O presidente do Banco Espírito Santo “repatriou” 4,3 milhões de euros que tinha depositados na Suíça, em depósitos a prazo ou aplicados em ações — -facto que é conhecido desde 2013, depois de ter sido noticiado pelo jornal i. A amnistia fiscal permitiu saber que Salgado tinha 1,8 milhões em bancos suíços: no Compagnie Bancaire Espírito Santo, e outros 2,5 milhões de euros no Kredietbank. Parte do valor depositado no Kredietbank dizia respeito à parte da comissão que o Grupo Espírito Santo (GES) recebeu do German Submarine Consortium, o tal que vendeu dois submarinos a Portugal e muita tinta fez correr. Essa comissão, no valor total de 5 milhões de euros, acabou por ser distribuída pelos cinco clãs da família Espírito Santo, depois de uma deliberação do Conselho Superior do GES.
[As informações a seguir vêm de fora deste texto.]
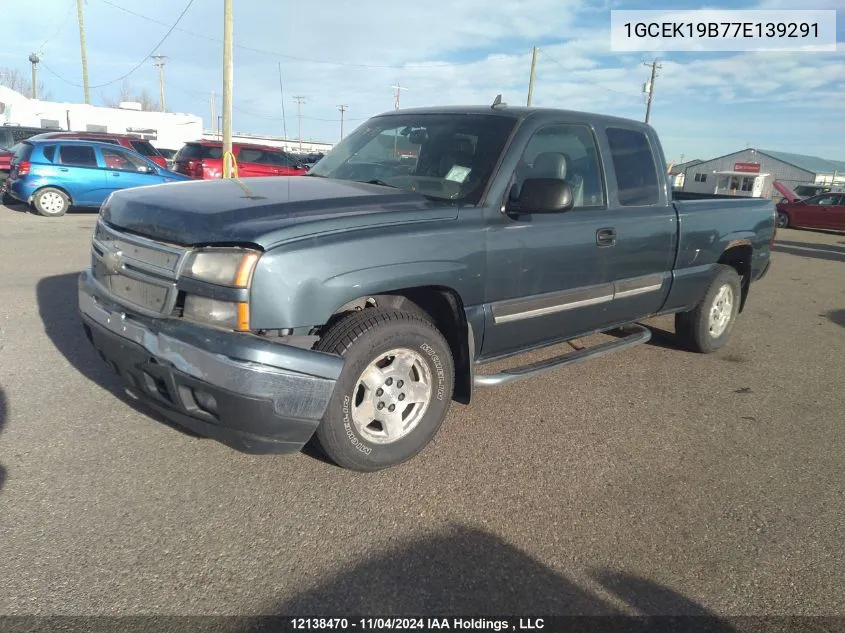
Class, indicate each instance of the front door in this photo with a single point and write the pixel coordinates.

As contas da Compagnie Bancaire e do Kredietbank eram tituladas pela Rospine International, uma offshore no Panamá propriedade de Salgado e da mulher Maria João Calçada Bastos.
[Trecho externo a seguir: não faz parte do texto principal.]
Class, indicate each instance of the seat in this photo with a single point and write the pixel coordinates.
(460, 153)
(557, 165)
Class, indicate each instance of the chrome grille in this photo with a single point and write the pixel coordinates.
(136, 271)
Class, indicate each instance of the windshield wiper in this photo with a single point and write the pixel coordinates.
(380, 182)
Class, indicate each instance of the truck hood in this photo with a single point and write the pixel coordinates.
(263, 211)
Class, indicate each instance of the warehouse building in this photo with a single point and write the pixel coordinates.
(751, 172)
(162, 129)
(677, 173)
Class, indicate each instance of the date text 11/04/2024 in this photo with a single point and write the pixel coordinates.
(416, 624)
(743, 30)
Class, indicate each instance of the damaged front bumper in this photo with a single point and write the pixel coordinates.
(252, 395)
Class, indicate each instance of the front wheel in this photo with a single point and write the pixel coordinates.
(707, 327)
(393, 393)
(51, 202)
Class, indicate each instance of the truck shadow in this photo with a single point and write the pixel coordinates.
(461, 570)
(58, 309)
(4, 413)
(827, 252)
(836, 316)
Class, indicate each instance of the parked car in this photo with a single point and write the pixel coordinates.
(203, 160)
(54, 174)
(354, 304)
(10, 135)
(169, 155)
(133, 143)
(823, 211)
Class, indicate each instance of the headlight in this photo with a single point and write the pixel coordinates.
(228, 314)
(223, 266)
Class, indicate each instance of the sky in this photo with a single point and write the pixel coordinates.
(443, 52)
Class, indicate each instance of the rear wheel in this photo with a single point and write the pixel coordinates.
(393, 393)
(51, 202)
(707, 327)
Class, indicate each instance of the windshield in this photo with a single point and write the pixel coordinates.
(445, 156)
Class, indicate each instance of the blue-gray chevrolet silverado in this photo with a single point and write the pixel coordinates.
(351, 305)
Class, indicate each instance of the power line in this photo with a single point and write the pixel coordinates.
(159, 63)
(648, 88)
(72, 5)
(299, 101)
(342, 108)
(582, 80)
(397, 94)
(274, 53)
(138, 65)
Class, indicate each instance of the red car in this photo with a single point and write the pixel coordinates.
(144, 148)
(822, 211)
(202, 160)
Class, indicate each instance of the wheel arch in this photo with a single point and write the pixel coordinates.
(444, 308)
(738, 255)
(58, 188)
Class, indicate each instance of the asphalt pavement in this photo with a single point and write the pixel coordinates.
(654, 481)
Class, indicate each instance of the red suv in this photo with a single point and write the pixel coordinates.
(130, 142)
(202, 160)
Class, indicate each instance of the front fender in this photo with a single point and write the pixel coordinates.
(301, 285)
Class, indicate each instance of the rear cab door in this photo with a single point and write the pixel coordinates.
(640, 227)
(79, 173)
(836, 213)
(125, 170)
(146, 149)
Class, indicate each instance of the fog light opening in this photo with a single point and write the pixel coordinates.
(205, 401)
O que os documentos dos Panama Papers agora revelam — e a TVI e o Expresso reproduzem em primeira mão –, é que Ricardo Salgado não declarou todo o dinheiro que tinha em offshores ao fisco português. Salgado e a mulher eram beneficiários, desde o final da década de 1990, de dois offshores, uma nas Bahamas e outra nas Ilhas Virgens Britânicas: a Eolia Holdings, criada em 1997, e a Penn Plaza Management, fundada em 2001. Estas sociedades, por seu lado, eram titulares de contas bancárias nas Ilhas Caimão e no Panamá.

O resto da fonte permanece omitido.